I copied the WRVS4400N certificate to the QuickVPN folder (C:\Program Files (x86)\Cisco Small Business\QuickVPN Client.

I connected the test client (with QuickVPN) to our internal LAN and configured a QuickVPN profile to access the WRVS4400N directly (ie at its internal WAN port address, thus not traversing our Internet DSL modem / router). This connected successfully and I was able to RDP to a test system on the LAN side of the WRVS4400N - success!!! of a sort.

Next I created a new QuickVPN profile, the same as the first except for specifying the external address of the AG300 (i.e. our public / Internet IP address). I tried to connect and this failed.
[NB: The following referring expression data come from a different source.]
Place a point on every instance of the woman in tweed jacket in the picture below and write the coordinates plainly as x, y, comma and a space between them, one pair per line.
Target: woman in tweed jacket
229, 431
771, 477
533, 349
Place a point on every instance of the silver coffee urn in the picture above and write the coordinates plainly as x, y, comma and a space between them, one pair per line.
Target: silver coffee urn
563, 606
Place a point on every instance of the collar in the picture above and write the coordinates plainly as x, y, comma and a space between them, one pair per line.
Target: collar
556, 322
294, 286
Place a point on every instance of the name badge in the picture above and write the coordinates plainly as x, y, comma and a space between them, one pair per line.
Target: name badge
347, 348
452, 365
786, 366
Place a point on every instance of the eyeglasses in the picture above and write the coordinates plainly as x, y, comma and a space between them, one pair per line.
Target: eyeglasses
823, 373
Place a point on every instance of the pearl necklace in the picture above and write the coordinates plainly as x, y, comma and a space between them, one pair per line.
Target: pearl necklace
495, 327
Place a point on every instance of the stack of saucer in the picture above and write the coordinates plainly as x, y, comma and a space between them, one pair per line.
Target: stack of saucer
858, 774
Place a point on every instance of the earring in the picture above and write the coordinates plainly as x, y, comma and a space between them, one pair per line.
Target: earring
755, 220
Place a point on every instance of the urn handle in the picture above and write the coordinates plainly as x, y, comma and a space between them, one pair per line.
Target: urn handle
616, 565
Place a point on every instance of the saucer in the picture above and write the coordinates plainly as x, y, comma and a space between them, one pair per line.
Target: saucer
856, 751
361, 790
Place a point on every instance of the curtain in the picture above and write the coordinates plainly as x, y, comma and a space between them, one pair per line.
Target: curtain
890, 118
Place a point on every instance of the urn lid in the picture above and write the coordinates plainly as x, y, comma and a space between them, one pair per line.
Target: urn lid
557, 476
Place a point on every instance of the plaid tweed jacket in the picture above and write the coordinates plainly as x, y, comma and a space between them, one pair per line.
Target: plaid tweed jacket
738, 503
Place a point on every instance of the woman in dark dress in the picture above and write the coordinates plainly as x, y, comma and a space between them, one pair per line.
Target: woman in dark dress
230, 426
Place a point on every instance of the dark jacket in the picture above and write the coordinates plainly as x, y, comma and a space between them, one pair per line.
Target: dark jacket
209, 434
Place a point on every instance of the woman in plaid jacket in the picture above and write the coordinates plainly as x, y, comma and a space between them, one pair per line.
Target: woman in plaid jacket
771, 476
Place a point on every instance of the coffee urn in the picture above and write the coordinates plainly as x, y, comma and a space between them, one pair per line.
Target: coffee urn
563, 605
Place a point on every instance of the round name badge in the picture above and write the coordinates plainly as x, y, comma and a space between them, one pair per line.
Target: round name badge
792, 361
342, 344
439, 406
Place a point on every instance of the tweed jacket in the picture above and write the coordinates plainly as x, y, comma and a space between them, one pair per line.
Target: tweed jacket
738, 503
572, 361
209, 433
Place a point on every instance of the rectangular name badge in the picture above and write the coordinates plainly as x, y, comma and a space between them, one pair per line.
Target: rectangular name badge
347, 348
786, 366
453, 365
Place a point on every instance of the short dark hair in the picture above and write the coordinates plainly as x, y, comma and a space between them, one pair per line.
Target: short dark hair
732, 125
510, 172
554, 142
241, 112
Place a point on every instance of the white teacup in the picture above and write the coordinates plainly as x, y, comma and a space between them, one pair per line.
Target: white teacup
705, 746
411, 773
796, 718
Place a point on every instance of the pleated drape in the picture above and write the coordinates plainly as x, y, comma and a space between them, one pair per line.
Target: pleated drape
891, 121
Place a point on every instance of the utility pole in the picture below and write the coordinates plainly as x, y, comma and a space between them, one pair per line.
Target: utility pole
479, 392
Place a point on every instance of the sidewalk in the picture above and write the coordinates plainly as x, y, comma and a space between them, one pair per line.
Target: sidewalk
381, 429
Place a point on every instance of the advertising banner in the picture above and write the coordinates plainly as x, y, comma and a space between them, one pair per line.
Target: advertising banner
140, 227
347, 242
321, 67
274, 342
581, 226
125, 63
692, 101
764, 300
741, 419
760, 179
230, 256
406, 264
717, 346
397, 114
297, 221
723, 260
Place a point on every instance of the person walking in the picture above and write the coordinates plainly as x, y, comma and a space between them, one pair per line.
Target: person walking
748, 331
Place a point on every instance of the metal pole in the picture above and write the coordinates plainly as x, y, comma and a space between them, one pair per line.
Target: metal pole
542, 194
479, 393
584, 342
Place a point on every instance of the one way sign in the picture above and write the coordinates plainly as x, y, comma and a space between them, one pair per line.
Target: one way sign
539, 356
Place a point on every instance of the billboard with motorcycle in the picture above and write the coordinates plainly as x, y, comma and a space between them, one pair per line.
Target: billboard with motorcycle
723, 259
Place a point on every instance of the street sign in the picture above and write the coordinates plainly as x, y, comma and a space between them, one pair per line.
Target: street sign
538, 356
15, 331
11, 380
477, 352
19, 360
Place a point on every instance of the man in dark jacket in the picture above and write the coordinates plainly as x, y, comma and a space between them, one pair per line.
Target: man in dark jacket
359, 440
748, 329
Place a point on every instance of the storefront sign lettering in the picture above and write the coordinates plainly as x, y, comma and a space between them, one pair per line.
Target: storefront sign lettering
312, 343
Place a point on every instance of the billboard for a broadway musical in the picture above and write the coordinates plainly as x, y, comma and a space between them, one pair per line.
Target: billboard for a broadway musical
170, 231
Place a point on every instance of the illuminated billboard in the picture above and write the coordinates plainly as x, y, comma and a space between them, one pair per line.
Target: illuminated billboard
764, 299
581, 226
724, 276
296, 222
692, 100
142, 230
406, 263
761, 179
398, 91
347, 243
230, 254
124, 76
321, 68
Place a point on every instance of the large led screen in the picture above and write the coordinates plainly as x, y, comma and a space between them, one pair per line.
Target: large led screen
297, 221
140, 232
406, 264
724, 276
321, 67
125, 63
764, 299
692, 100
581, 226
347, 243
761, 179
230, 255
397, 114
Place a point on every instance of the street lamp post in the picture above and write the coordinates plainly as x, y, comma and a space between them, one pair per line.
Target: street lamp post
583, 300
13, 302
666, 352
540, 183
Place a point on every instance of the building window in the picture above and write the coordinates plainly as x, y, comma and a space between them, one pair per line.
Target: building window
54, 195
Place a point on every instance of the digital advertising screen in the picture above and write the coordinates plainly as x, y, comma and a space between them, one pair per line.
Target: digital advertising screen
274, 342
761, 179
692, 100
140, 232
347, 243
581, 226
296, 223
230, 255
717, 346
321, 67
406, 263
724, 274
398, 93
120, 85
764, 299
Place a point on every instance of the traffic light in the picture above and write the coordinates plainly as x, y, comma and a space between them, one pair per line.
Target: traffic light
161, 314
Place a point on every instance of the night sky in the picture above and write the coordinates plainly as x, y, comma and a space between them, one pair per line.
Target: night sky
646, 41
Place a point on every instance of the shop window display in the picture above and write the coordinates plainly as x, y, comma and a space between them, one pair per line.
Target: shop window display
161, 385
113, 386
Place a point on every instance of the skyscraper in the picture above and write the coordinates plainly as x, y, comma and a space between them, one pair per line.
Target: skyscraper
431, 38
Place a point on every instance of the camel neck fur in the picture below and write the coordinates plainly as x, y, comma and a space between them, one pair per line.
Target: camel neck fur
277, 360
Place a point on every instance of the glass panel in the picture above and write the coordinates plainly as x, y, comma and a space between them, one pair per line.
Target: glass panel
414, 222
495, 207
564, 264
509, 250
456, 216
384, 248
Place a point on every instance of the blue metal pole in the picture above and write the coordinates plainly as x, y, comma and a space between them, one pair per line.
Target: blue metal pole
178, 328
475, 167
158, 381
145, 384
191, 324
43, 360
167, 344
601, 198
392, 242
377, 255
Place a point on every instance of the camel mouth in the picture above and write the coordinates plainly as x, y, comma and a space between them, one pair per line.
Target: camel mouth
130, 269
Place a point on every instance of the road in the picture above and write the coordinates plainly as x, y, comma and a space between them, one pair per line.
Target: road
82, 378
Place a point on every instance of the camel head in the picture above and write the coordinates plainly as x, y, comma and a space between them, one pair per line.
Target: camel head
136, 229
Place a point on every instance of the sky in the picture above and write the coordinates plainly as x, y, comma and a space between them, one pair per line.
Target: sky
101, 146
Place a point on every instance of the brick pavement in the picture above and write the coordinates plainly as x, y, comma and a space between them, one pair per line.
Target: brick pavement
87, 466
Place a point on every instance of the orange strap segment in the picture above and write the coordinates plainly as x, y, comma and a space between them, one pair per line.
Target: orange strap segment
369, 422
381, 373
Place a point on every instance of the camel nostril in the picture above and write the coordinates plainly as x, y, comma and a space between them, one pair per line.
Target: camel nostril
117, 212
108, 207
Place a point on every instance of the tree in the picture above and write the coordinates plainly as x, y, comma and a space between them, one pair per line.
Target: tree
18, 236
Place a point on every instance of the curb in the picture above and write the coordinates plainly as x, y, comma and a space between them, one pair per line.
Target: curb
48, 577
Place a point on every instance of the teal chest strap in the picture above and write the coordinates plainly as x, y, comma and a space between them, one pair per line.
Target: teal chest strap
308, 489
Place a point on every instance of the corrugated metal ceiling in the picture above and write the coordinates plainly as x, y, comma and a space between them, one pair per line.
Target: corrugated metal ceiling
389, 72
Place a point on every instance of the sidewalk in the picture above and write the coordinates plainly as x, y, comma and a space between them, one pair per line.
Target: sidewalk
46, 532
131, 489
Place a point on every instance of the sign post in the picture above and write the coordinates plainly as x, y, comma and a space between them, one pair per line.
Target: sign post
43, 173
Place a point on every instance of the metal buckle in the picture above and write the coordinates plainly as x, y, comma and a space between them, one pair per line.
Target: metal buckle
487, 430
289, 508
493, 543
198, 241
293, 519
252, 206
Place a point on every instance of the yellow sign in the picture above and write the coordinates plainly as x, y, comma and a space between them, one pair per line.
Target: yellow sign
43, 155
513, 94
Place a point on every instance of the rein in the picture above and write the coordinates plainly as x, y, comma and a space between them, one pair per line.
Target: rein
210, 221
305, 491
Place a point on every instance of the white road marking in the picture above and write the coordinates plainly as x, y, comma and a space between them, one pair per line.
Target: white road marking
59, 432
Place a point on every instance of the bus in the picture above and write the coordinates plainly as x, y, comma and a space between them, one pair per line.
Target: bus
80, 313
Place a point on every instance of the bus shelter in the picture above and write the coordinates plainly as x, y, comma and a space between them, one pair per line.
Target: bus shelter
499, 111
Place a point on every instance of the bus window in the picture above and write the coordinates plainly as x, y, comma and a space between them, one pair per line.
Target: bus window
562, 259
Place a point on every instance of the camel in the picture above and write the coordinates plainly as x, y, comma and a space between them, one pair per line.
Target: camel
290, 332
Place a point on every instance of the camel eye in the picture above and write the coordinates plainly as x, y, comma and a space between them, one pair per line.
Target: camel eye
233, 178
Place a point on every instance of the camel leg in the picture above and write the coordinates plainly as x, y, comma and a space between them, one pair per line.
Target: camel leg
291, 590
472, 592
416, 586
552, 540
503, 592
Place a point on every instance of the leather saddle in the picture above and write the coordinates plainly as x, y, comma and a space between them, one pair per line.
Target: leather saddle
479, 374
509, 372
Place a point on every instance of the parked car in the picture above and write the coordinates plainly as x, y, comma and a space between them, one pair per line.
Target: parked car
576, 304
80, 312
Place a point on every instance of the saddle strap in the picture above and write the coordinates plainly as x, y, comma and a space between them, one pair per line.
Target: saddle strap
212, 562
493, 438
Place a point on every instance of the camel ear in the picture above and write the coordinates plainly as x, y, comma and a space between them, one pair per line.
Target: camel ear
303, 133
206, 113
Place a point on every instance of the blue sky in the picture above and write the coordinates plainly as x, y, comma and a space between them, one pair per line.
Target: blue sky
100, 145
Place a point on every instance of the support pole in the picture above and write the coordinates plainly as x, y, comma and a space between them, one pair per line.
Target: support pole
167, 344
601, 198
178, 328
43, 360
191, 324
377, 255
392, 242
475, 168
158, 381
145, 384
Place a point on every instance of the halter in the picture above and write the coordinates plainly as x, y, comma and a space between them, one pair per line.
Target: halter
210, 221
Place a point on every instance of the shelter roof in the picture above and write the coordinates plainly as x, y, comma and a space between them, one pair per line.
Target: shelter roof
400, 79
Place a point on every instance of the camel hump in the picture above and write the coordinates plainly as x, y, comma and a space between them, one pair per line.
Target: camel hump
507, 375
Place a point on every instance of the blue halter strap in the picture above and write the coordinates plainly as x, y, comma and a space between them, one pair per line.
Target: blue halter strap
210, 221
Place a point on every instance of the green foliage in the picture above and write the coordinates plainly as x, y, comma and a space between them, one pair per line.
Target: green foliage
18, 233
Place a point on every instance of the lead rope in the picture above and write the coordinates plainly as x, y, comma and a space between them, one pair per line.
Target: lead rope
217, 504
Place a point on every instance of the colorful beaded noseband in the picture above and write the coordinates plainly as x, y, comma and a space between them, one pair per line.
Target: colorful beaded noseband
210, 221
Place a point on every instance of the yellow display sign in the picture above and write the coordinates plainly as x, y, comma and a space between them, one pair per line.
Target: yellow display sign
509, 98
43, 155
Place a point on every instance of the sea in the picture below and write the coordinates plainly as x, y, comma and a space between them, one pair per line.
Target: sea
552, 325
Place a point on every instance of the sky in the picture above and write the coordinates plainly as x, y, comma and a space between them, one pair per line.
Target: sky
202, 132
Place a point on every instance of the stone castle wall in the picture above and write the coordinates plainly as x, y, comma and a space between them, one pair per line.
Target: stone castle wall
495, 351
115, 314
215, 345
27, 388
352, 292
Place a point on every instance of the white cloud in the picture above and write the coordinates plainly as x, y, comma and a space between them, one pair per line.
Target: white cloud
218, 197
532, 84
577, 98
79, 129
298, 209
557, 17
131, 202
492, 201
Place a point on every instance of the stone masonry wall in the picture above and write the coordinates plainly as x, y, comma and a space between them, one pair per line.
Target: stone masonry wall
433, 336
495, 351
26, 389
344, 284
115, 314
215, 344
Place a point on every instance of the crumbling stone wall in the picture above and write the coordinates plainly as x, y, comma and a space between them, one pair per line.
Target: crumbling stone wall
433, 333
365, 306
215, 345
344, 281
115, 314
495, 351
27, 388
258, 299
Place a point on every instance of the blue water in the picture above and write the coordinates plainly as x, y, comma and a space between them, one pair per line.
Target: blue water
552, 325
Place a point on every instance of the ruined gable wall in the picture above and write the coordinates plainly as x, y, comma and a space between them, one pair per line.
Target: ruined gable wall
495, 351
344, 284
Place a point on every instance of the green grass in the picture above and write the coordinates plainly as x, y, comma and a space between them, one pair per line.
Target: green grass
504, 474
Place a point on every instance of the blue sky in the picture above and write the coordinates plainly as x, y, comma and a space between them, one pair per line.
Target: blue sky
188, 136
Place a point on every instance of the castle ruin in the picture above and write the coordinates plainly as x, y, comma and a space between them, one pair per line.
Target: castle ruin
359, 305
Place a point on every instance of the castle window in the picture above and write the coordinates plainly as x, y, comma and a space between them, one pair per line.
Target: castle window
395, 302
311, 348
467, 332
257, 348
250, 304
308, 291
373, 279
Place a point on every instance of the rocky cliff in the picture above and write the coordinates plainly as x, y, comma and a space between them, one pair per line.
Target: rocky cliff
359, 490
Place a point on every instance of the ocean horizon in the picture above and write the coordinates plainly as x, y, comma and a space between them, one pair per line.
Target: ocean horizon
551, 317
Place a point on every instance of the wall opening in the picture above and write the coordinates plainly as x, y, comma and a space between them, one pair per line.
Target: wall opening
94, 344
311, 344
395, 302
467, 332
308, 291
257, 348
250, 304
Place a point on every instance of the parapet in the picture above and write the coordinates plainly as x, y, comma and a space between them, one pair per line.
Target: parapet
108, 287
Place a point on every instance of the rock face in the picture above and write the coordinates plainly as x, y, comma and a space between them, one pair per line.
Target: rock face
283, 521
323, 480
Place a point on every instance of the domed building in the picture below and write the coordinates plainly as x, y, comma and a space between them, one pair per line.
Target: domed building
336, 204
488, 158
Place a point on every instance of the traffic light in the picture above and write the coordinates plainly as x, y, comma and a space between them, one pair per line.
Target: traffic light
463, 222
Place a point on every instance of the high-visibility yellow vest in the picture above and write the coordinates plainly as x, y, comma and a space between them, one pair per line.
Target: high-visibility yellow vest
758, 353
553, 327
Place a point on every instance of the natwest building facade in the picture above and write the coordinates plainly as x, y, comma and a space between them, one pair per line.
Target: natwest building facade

The failure wasn't too surprising. There was nothing on the AG300 that would allow the connection attempts to reach the WRVS4400N WAN port. Unfortunately, the WRVS4400N documentation said nothing other than to configure our DSL router / modem according to instructions from our ISP and our ISP knows nothing of the WRVS4400N, VPNs or anything else they don't supply and almost nothing about what they do supply, so I didn't even bother calling them.

After some searching I found a post (https://supportforums.cisco.com/thread/2108785) indicating that some ports should be opened on the DSL modem / router and that this sometimes works, though it is an unsupported configuration (cryptic comment about there should only be one gateway). Anyway, I added ports 443, 500, 4500 and 60443, all TCP, to the port forwarding list on the AG300, all forwarded to the WRVS4400N WAN interface, but still no luck.

Then I got out the sniffer and compared the successful internal connection with the failing external connection and noted that the internal connection had an exchange on UDP port 500 and the failing one had inbound packets to that port but no replies. So, I forwarded UDP port 500 as well and finally got a VPN connection via the external interface of the AG300. Success at last!! I had almost given up.